From the perspective of a computation device, function definitions are generally equivalent to function evaluations because the data stream:

\begin{equation} x_{n+1} = f \circ x_n \end{equation}

implies that \(f \circ x_n\) and \(x_{n+1}\) have identical representations with respect to the computer.

It follows that from the perspective of a universal computer capable of simulating any dynamical system, the minimum description length of a probabilistic program \(\Omega\) modelling a data stream \(X\):

\begin{equation} \mathbb{E}[K(X)] = H(X|\Omega) + H(\Omega) \end{equation}

is proportional to the average amount of energy required to run it on an arbitrary input \(x \in \text{Dom}(\Omega)\).

Given the Planck-Church-Turing thesis, this implies that \(\mathbb{E}[K(\cdot)]\) is equivalent to the Minimum Energy Principle or what some call the Principle of Least Action. It follows that Occam’s razor is a search algorithm over the space of probabilistic programs in an appropriate information geometry.

In fact, just as the Principle of Least action has a variational formulation we may note that if we define the functional:

\begin{equation} \forall f \in F_{\theta}, J[f] = H(X|f) + H(f) \end{equation}

where \(f\) is a probabilistic program parametrised by a neural network, we may recover (1) via the functional derivative:

\begin{equation} \frac{\delta J}{\delta f} \Big|_{f = \Omega} = 0 \end{equation}

The only problem is that \(J\) does not generally define a convex optimisation problem so in practice we may use a modified search algorithm: (1) choose the smallest \(f \in F_{\theta}\) (2) that minimises \(D_{KL}[P_X|P_f]\). Alternatively, as proposed by Schmidhuber, we may reverse the procedure by finding the most accurate model then shrinking it in order to remove irrelevant axioms.

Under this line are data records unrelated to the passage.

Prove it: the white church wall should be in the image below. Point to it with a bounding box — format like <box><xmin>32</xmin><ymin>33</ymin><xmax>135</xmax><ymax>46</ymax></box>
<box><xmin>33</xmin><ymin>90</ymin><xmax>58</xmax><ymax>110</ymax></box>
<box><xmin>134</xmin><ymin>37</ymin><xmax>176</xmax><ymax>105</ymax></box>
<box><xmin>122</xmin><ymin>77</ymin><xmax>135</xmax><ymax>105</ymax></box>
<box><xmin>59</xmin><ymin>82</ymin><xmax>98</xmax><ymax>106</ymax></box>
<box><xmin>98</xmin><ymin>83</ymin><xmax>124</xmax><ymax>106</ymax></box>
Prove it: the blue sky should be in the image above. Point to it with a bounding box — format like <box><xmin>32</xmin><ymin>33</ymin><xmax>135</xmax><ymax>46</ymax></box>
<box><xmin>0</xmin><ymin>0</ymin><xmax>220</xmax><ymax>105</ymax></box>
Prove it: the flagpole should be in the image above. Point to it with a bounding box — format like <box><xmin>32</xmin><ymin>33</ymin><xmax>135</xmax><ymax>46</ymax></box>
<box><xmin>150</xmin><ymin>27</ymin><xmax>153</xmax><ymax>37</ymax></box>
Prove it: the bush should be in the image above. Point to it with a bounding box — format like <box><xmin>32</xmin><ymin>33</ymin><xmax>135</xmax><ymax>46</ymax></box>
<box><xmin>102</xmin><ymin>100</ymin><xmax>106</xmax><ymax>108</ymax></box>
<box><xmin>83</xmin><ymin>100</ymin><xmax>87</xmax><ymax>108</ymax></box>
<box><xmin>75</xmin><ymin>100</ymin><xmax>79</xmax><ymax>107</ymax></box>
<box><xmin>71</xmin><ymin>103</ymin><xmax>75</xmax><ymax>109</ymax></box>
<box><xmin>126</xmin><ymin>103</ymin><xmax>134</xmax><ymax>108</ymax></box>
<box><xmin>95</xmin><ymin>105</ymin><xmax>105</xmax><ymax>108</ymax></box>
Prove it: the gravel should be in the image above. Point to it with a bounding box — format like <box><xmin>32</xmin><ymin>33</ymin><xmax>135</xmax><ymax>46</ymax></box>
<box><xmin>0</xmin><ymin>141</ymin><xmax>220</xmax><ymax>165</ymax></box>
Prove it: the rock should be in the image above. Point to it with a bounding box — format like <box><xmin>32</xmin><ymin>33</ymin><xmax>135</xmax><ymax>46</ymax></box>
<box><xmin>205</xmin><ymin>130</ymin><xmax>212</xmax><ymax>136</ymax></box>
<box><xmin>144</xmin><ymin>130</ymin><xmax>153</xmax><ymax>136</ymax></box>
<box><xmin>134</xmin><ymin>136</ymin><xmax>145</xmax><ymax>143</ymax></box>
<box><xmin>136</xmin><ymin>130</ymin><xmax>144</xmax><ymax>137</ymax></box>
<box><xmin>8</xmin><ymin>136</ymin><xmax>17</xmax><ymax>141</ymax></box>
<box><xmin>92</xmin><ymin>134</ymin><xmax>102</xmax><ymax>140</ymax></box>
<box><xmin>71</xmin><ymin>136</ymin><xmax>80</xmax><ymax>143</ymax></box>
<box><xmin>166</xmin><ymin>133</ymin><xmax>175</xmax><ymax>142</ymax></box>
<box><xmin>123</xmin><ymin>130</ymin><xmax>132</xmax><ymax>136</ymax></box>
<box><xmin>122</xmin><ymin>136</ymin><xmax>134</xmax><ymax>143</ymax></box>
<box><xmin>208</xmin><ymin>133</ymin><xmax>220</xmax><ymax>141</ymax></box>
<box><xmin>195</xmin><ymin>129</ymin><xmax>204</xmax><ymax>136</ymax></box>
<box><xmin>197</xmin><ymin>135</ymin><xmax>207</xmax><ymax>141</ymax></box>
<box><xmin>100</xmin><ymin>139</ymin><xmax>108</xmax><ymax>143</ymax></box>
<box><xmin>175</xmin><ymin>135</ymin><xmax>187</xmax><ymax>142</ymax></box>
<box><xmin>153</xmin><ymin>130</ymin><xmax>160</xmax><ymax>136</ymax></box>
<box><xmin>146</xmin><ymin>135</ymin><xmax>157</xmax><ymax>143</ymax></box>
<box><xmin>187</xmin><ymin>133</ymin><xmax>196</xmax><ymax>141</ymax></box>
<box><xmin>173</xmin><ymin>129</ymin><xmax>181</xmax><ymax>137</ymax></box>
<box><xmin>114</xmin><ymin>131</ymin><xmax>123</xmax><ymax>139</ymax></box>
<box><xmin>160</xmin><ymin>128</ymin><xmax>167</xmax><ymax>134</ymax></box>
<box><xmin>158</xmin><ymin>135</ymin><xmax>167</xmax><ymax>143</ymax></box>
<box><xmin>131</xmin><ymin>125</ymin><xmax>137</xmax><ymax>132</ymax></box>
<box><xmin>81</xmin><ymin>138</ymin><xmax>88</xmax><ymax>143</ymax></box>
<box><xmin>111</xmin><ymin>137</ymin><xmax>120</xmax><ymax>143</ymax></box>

I will note that regardless of the heuristic we use, as we generally want to minimise the divergence \(D_{KL}[P_X|P_f]\) we will generally use an approximation to the natural gradient.

References:

  1. J. Schmidhuber. Discovering neural nets with low Kolmogorov complexity and high generalization capability. Neural Networks, 10(5):857–873, 1997.

  2. Shun-ichi Amari. Natural Gradient Works Efficiently in Learning. Neural Computation 10, 251–276 (1998)

  3. Peter D. Grünwald. The Minimum Description Length Principle . MIT Press. 2007.